To entice customers, the eatery, which serves specialty cuisine from China’s Yunnan province, is keeping prices stable and offering promotions.

“Usually, we would bump prices up by 5 per cent during the Chinese New Year period, but this year we did not increase prices,” said Mr Tommy Lu, co-founder and Singapore CEO of the chain.

The restaurant has also partnered Citibank to dangle deals, and is looking to offer a discount for its takeaway customers closer to the festive period.  

Aside from the prices of ingredients and customers’ waning appetite for costly menus, Mr Lu said that businesses are also facing competition from hawker centres and coffee shops, where more vendors are increasingly replicating dishes traditionally served in a restaurant.

MANPOWER WOES

Some businesses are also facing a labour crunch this peak period, especially those with a significant number of Malaysian employees.
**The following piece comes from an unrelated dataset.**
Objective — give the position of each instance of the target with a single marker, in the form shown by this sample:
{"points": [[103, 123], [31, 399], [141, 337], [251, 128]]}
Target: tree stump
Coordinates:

With less than three weeks until Chinese New Year, some employees are starting to take leave to return home and prepare for the holidays.

One hair salon with Malaysians filling about 40 per cent of its roster has extended shift hours for other staff to make up for the manpower loss.

This is in contrast to its approach last year, when the hair stylists were given pay incentives to take less leave and stay in Singapore longer.

Ms Cherie Adams, the general manager of Be Salon, which has two outlets in the central area, said the firm is unable to do the same this year because of rising costs.  

“Due to the lack of manpower, our working hours need to be extended in order to cater to the demand. Our hairstylists will also come back during their off days to serve their customers,” she said.